Selain berani tampil beda, tradisi berebut tumpeng coklat di Desa Plosorejo, Kademangan Kab Blitar ini, mampu menjadi daya tarik bagi wisatawan yang datang dari berbagai daerah di Indonesia.
“Unik acaranya, juga unik rasa ketupatnya. Ini kedua kalinya saya datang ke sini. Selain rasa ketupatnya ngangeni, suasana rebutannya itu yang bikin seru,” kata seorang pengunjung asal Surabaya, Septi Anggraeni (34) sebagaimana dilansir detikcom, Ahad (2/7).
Untuk lebaran tahun ini, Kampung Coklat sebagai penyelenggara Kirab Gunungan Ketupat Coklat memasak 1,5 kwintal beras.
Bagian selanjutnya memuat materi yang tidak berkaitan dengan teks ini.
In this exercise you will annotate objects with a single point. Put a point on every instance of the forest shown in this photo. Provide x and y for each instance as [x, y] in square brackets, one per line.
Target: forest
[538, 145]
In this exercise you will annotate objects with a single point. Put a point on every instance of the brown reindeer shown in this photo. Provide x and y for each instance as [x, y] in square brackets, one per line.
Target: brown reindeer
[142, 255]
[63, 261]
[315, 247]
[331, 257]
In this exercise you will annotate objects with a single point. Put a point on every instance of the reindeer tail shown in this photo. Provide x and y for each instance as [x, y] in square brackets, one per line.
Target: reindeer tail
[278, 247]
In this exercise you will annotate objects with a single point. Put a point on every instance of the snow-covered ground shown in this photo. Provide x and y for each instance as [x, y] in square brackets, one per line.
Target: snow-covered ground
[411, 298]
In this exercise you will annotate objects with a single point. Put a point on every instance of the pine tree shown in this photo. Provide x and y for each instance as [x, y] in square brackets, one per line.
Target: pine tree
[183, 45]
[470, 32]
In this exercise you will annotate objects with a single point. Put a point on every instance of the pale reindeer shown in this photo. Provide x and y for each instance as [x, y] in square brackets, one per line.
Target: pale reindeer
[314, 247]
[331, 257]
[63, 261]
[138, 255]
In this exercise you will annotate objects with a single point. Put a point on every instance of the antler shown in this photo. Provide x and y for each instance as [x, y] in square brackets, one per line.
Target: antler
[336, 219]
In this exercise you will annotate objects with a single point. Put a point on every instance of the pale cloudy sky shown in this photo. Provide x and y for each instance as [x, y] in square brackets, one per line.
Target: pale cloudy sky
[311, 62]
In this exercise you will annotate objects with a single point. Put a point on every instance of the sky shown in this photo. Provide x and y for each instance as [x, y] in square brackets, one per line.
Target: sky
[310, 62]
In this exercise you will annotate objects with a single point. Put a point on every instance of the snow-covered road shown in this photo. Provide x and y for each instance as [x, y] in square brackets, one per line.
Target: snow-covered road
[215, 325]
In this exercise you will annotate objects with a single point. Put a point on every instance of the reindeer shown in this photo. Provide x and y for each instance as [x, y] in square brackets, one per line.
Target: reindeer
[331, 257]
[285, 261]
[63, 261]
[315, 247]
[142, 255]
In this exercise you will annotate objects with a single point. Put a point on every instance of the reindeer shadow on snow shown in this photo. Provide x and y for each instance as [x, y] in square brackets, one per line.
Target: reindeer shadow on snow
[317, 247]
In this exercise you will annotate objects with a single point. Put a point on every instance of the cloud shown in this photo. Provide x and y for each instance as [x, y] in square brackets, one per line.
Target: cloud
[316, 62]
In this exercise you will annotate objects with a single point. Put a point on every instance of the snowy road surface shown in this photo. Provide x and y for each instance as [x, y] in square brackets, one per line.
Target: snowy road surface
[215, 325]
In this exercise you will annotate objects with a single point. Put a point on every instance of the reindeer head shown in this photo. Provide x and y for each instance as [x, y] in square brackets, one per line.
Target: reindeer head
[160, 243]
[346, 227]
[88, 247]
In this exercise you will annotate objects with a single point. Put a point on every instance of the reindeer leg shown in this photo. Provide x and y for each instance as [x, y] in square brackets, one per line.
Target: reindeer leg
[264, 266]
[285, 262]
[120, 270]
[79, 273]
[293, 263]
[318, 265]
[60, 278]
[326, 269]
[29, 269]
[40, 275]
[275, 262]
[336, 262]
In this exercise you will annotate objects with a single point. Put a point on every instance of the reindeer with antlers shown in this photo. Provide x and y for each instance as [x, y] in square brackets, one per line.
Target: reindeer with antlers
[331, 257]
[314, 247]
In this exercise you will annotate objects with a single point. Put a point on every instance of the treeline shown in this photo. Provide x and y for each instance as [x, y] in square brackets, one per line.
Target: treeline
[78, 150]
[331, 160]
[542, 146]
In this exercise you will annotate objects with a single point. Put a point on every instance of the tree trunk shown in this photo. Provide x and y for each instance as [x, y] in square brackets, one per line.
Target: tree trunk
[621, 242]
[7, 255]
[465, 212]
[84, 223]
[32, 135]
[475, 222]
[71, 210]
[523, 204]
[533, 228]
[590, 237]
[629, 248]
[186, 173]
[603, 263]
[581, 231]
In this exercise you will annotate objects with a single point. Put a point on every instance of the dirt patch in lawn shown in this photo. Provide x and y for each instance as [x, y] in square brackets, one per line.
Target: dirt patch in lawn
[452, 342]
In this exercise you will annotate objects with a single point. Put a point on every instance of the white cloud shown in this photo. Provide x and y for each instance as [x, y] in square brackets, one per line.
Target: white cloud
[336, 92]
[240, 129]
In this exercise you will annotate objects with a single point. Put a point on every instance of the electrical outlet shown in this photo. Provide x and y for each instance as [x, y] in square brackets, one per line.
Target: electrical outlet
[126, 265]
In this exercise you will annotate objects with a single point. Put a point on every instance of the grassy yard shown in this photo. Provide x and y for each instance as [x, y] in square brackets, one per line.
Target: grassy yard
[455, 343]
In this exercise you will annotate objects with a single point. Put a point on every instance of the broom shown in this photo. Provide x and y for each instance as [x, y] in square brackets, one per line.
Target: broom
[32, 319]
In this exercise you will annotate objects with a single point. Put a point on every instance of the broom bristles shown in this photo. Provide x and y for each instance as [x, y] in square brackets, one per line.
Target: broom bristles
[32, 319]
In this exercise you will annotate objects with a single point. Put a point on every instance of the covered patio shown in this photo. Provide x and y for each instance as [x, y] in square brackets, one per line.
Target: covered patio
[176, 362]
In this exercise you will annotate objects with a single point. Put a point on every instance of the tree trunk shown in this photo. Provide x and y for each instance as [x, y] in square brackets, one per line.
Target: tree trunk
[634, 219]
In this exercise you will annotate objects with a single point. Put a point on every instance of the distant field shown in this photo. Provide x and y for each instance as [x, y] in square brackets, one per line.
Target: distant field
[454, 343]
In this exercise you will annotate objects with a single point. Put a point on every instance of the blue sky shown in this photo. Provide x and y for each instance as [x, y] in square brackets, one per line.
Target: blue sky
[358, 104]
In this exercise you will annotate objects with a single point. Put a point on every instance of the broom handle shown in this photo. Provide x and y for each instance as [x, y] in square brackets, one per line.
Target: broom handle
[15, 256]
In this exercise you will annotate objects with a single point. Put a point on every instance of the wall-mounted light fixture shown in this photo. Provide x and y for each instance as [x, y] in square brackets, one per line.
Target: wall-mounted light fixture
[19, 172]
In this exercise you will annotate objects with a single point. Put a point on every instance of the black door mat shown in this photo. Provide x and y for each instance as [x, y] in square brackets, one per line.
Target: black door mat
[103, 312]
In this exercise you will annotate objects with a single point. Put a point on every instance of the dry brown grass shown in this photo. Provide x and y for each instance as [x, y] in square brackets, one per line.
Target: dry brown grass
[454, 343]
Dicampur bubuk kakao seberat 50 kg, menghasilkan 2.500 ketupat yang siap dibagikan ke semua pengunjung.
Tampak ribuan ketupat coklat ditata rapi dalam gunungan. Dipadu dengan sayuran dan buah-buahan. Di pucuk gunungan terdapat ubi ukuran besar sebagai simbol kekayaan hayati alam Indonesia.
Gunungan Ketupat lalu diarak keliling wilayah Kec Kademangan sejauh 10 km. Diikuti rombongan berbagai elemen masyarakat yang naik mobil di belakang pick up yang membawa gunungan ketupat.
Arakan berhenti tepat di pintu masuk Kampung Coklat, disambut permainan rebana puluhan santri di desa itu. Setelah ditaruh di aula terbuka, pengunjung yang berbaur dengan warga sekitar berdoa bersama. Tak lama kemudian, tanpa dikomando ribuan orang yang hadir langsung berebut gunungan tumpeng coklat itu.
“Kita patut bersyukur mendapat warisan budaya ketupat ini. Ini harus kita uri-uri (red- lestarikan) karena menjadi bagian jati diri dan kearifan lokal saat kebudayaan kita terongrong pengaruh budaya asing,” jelas pemilik Kampung Coklat, Kholid Mustofa.